The Rosemont Colliery was originally owned by the Blaina Iron and Colliery Company.
Mr W. H. Gilson.
In the 1922 the colliery was taken over and owned by Mr William Henry Gilson.
Mr William Henry Gilson was born in 1874 at Tredegar, Monmouthshire he married Miss Margaret Gilson nee? and lived at 93 Alma Street Abertillery. Mr Gilson had been a miner working in the coal levels since 1896. He and his wife later moved to Ashvale House on Rose Heyworth Road, Abertillery. In 1923 they had sold Ashvale and moved into Newtown Cottage on Rose Heyworth Road, Abertillery.
The Coal Screens Application.
In 1929 Mr W. H. Gilson applied to the council for planning to erect coal screens on the Rose Heyworth Road though there was much opposition to this from the many people who used to walk along the road who said it would ruin the scenery.
The Pit-Prop Patent.
In May 1932 it was reported that Mr W. H. Gilson had patented a pit-prop, the prop was of a knuckle-joint design which could be removed without danger to the workmen, it was said it could be extended to any length and a cross-bar was provided which would cut out the need for double timbering.

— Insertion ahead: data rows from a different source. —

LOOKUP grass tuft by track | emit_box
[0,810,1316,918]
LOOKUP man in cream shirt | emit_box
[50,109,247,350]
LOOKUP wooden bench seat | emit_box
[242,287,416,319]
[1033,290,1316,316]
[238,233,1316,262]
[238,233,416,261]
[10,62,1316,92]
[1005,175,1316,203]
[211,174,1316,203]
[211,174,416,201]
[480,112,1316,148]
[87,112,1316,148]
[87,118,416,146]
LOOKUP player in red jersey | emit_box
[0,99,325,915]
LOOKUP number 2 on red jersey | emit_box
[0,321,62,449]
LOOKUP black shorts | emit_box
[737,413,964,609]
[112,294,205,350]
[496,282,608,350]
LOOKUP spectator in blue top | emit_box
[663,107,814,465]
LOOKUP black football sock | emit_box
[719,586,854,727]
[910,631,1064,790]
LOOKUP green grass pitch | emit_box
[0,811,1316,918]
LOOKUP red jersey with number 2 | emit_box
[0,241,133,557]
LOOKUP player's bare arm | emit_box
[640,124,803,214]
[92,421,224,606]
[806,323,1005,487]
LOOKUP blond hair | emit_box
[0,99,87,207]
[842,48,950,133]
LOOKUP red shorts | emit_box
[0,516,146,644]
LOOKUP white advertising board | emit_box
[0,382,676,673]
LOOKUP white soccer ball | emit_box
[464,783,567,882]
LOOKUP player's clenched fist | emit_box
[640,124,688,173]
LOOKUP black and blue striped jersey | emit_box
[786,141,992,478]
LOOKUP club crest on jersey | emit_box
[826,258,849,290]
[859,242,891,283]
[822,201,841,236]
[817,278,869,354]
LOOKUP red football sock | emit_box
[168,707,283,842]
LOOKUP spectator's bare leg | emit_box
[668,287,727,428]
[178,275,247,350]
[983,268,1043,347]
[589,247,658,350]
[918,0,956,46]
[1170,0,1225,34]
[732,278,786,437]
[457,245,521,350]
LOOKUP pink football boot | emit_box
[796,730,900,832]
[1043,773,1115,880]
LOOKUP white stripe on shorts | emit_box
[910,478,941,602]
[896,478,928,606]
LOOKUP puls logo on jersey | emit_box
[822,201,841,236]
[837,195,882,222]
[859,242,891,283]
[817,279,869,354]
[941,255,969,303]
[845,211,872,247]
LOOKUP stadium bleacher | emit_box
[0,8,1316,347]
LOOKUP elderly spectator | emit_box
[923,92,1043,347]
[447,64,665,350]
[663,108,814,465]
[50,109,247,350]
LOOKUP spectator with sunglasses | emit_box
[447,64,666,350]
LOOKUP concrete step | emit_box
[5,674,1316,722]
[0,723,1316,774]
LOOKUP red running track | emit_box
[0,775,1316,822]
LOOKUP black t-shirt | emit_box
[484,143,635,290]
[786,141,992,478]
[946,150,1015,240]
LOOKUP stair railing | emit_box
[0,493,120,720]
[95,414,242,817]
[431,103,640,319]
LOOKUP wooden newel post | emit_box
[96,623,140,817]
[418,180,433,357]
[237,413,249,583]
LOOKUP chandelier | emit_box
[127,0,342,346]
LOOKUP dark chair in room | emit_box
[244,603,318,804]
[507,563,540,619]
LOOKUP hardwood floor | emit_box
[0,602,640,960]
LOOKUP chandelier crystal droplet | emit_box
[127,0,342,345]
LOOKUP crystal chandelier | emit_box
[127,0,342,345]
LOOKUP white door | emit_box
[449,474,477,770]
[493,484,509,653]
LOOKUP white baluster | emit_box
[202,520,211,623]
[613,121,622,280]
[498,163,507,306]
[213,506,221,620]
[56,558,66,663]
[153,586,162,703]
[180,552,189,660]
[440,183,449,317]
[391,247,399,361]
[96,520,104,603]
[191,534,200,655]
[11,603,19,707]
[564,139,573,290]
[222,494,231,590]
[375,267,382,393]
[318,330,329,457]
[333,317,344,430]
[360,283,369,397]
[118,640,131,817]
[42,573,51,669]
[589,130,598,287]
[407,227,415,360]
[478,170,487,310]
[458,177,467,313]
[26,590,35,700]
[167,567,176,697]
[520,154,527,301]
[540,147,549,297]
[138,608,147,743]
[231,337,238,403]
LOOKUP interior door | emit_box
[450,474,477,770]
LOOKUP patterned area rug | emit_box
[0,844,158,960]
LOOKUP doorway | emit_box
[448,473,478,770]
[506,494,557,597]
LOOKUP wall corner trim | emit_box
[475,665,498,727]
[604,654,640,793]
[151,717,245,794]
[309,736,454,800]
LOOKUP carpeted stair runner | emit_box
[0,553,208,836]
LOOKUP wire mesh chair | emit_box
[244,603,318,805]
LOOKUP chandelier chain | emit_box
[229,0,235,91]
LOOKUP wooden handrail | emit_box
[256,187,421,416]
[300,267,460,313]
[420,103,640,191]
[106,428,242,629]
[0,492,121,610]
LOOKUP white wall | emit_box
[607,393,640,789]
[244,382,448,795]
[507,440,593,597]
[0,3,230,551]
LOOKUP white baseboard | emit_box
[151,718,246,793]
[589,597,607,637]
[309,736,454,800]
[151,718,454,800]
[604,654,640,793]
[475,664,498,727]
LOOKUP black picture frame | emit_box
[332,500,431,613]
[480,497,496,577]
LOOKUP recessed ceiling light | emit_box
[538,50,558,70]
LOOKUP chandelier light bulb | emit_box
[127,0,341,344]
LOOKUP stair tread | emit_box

Messrs E. H. Bennett & Co.
In August 1930 the colliery was sold to Messrs Bennett & Co who were owners of collieries in South Wales and the North of England. The new manager was Mr H. Johns, a mining engineer of Brynmawr. It was stated that the services of Mr Gilson was to be retained in a managerial role. Messrs E. H. Pitts & Sons were agents for the new company.
The coal from the Rosemont Colliery was used for the production of gas in the county and employed between 30 and 40 men.
The Main Photograph.
The image above is of the Rose Heyworth Housing Estates and Blaenau Gwent. The mountain at the (centre) is Mynydd James locally known as the “Cock n Chick” Mountain under which the Rosemont Coal Levels were driven. The top row of houses are Attlee Avenue, in the (centre of the image) behind the avenue (centre left) were the Rosemont Coal Level entrances and waste tips.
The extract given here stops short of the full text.